GCS-100 is a complex polysaccharide derived from pectin that binds to, and blocks the activity of, galectin-3. Over-expression of galectin-3 has been implicated in a number of human diseases, including chronic organ failure and cancer. La Jolla is developing GCS-100 for the treatment of chronic kidney disease (CKD). The Company recently completed a multicenter, randomized, placebo-controlled, Phase 2 study in CKD patients in which treatment with GCS-100 resulted in a statistically significant improvement in estimated glomerular filtration rate (eGFR) compared to placebo.
About La Jolla Pharmaceutical Company
La Jolla Pharmaceutical Company is a biopharmaceutical company focused on the discovery, development and commercialization of innovative therapies intended to significantly improve outcomes in patients suffering from life-threatening diseases. The Company has four product candidates in development. LJPC-501 is a proprietary formulation of angiotensin II for the potential treatment of catecholamine-resistant hypotension (CRH) and hepatorenal syndrome (HRS). GCS-100 is a first-in-class inhibitor of galectin-3 for the potential treatment of chronic kidney disease (CKD). LJPC-1010 is a more potent and purified derivative of GCS-100 that can be delivered orally for the potential treatment of nonalcoholic steatohepatitis (NASH). LJPC-401 is a novel formulation of the natural peptide hepcidin for the potential treatment of iron overload. For more information on La Jolla, please visit http://www.ljpc.com.

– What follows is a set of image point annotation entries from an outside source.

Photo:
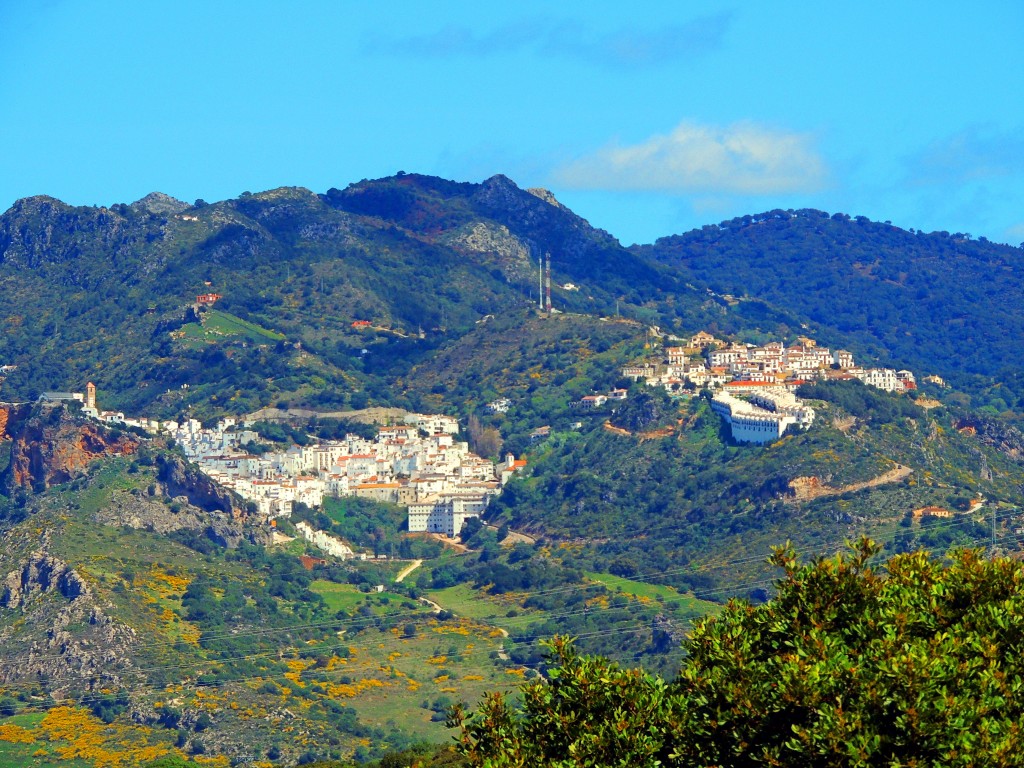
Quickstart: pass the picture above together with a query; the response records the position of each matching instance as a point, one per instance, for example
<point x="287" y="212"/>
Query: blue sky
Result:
<point x="648" y="119"/>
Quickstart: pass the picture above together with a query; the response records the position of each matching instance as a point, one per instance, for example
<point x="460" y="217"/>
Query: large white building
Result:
<point x="750" y="423"/>
<point x="445" y="514"/>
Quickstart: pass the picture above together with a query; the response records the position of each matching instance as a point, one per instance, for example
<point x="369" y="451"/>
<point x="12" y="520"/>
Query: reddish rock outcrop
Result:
<point x="51" y="446"/>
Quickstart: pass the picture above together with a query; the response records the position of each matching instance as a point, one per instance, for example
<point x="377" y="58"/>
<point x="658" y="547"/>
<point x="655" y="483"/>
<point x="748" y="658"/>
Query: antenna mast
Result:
<point x="548" y="285"/>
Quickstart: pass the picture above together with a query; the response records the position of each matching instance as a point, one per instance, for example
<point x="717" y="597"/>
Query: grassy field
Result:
<point x="655" y="592"/>
<point x="218" y="325"/>
<point x="463" y="600"/>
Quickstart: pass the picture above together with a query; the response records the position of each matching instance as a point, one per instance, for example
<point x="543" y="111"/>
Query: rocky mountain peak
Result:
<point x="160" y="204"/>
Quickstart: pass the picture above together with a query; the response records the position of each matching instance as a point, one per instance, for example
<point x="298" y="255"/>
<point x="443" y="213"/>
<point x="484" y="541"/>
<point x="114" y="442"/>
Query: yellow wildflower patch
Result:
<point x="15" y="734"/>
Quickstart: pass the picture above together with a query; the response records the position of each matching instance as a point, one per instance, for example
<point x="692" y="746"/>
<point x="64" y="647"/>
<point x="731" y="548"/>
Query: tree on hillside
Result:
<point x="916" y="663"/>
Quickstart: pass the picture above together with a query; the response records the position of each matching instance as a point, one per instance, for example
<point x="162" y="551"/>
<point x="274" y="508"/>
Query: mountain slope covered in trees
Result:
<point x="936" y="302"/>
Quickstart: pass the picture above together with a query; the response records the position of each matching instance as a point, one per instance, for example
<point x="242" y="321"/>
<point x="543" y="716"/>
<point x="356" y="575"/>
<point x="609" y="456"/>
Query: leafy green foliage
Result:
<point x="850" y="664"/>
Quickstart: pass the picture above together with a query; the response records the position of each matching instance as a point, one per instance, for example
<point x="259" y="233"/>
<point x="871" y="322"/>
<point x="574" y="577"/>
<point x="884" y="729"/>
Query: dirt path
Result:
<point x="437" y="608"/>
<point x="408" y="569"/>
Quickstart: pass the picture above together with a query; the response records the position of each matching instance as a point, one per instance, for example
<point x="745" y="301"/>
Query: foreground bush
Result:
<point x="918" y="663"/>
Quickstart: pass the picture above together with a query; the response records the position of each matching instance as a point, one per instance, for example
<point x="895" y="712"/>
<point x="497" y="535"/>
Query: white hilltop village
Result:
<point x="753" y="386"/>
<point x="418" y="464"/>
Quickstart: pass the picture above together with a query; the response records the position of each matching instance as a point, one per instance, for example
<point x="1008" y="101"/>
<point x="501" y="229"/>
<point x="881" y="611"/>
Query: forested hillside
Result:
<point x="935" y="302"/>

Forward-Looking Statement Safe Harbor
This document and the abstract referred to herein contain “forward-looking statements,” as that term is defined in the Private Securities Litigation Reform Act of 1995. These statements relate to our expectations regarding future events or our future results of operations. These statements are only predictions and involve known and unknown risks, uncertainties and other factors, any one of which may cause actual results to be materially different from these forward-looking statements. The Company cautions readers not to place undue reliance on any such forward-looking statements, which speak only as of the date they were made. Certain of these risks, uncertainties and other factors are described in greater detail in the Company’s filings with the U.S. Securities and Exchange Commission (SEC), all of which are available free of charge on the SEC’s web site http://www.sec.gov. These risks include, but are not limited to, risks relating to the future development of LJPC-501 for the treatment of CRH and HRS, GCS-100 for the treatment of CKD, LJPC-1010 for the treatment of NASH, and LJPC-401 for the treatment of iron overload and the success of future development activities for these and other drug development programs sponsored by the Company; and potential indications for which these drug candidates may be developed. Subsequent written and oral forward-looking statements attributable to the Company or to persons acting on its behalf are expressly qualified in their entirety by the cautionary statements set forth in the Company’s reports filed with the SEC. The Company expressly disclaims any intent to update any forward-looking statements.